Well, I think there's a clue found in the reasons that kids give for leaving church. (Again, I'm equating "faith" with "church" because that is so common in Christian circles. It's wrong, but common.) Some of the reasons, like they moved too far away from their church or left home to go to college, don't make sense, because they could easily find another church to attend. But 17% of the kids surveyed were honest: they said they were only going to church to please others. I believe that would be considerably higher, if more of the kids surveyed had been more reflective and honest.
And it's understandable. So much of Christianity is performance-based, and approval is given based on external behaviors. Thus, if a kid shows up every Sunday, signs an abstinence pledge, doesn't drink or party, and has a regular quiet time, he or she is considered a "Good Christian kid." The reality is that you can do all those things and more, and have a heart that's cold toward God.
And the parents are probably on the same performance hamster wheel.
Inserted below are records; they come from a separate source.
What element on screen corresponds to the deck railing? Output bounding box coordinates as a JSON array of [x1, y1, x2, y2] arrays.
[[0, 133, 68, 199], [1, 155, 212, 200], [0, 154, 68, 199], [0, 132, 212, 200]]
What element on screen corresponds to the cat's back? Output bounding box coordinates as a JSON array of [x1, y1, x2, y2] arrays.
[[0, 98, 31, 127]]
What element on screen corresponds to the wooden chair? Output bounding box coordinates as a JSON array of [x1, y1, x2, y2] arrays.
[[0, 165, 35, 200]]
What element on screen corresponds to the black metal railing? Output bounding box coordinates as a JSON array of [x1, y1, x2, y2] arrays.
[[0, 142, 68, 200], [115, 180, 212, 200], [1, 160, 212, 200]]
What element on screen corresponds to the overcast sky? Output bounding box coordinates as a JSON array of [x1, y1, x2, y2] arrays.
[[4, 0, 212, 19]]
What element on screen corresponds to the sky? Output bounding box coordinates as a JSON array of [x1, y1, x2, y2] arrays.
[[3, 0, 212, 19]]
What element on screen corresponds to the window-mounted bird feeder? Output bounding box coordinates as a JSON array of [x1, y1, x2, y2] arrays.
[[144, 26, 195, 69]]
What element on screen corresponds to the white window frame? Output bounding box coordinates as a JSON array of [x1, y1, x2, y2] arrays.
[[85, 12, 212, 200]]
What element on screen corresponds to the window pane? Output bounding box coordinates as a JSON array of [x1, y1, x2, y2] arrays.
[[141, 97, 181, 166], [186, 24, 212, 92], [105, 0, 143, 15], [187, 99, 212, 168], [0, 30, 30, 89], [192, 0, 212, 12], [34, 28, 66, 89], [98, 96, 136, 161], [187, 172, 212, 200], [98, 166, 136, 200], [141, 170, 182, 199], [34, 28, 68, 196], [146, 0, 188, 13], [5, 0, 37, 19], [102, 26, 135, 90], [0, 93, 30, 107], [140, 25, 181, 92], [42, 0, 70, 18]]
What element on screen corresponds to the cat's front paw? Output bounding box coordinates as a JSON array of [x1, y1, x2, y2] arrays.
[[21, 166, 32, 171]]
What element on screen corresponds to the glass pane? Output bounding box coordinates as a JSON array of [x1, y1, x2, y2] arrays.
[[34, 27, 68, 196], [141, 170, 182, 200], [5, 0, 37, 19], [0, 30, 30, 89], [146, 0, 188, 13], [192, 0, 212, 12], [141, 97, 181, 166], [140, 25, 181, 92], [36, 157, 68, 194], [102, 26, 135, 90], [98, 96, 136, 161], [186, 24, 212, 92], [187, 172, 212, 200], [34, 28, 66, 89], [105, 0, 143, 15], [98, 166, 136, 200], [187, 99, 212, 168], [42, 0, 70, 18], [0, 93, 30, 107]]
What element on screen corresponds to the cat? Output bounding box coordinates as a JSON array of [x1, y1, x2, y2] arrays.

They are taught that good Christians do certain things (serve in church ministries, attend weekly meetings, tithe, read their Bible, etc.). To gain approval from others in the church, church leaders, and ultimately from God, they do all the things they think they should.
When kids graduate from high school, they move, they get full-time jobs, they go off to college. They still have a mindset that they need to perform to get approval. But now they are away from parents and church leaders, so they look for approval from new groups of people: co-workers, roommates, other students. So now they get that approval from those people, instead of from church activities.
The real problem, as I see it, is that we've become largely performance-based as believers. What God wants is not the proper behavior, but actual life-change. Life transformation will result in behavior change, but transformation is a lot more difficult, messier, and harder to quantify.
So how do we go from a church culture that is bent on producing right behavior, to one that is committed to seeing people changed from the inside out? I've got some thoughts on that, but it's getting late, so that will have to wait until another time.